When I stated previously,” he wrote in his Daily Note (sub required) after the New Yorker profile landed, “that Apple has always been a personal computer company, that is because Jobs believed so deeply in the potential of the computer to change people’s lives. If Ive, as this profile argues, now serves Jobs’ function as the soul of Apple, my characterization is surely obsolete: perhaps we need to think of Apple as a design company with a specialty in computers, not the other way around. And it’s much more plausible to imagine that Apple building a car.”

Cars, he points out, are packed with special purpose computers that are retrofits of a century-old concept. Electric cars, on the other hand, are computers with wheels attached. Apple makes computers. And the batteries that power them.

“I still think a car is unlikely,” Thompson concludes. “But it’s no longer impossible.”

One more thought: For a company that prides itself in making technology “personal” — from the personal computer to the Apple Watch (“the most personal product we’ve ever made”) — there is nothing quite as personal as a car. McDonald Harris put it well in the New York Times circa 1979 (as quoted in Kenneth Jackson’s Crabgrass Frontier):

The human animal has two profound and conflicting impulses. He wants to be safe and warm, snug, enclosed, ‘at home.’ And he wants to roam the wide world, to see what is out there beyond the horizon. The automobile is a kind of house on wheels, but it will take you anywhere you want to go. You can conduct your sex life in it, you can eat and drink in it, go to the movies, listen to Vivaldi or the Stones, and you can dominate others, if you have more power and are adept with the gearshift lever. It is a whole existence. Or it is till the gas runs out.”

UPDATE: Asymco‘s Horace Dediu, who follows both Apple and, in Asymcar, the automobile industry, responded to my query after this was posted. Thompson’s design-company-that-happens-to-make-computers theme “seems very thin,” he says. “The design angle gets media attention every time Jony Ive is interviewed.
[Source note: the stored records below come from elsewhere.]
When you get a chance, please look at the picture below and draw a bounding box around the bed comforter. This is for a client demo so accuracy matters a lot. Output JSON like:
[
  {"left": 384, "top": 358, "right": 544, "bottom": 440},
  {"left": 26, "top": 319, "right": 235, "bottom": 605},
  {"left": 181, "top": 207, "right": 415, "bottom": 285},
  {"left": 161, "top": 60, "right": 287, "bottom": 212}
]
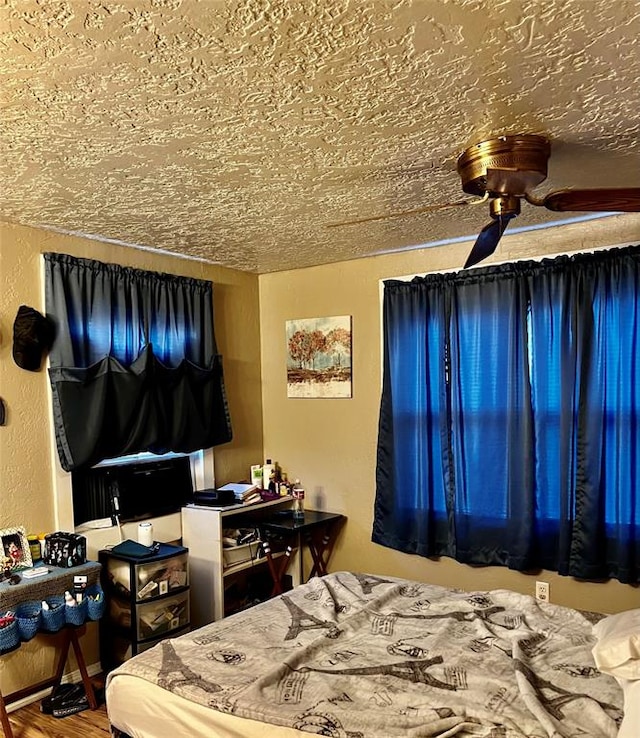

That is a calculated move by the company to guide the PR. Apple is not easily boxed into a single meme.” Apple, he says, could make a car. “Easily. But I think the effort is now in a post-design/engineering stage. It does not mean it will be released. The complexities of ground transportation are far higher than computing and even telecommunications. It is a place Apple can make a ‘unique contribution’ but timing is everything.”

SAVE THIS QUOTE: Former GM CEO Dan Akerson to Bloomberg, about Apple:

They’d better think carefully if they want to get into the hard-core manufacturing. We take steel, raw steel, and turn it into car. They have no idea what they’re getting into if they get into that.”

Akerson must not have heard what Palm CEO Ed Colligan’s said about Apple just before the iPhone came out:

“We’ve learned and struggled for a few years here figuring out how to make a decent phone. PC guys are not going to just figure this out. They’re not going to just walk in.”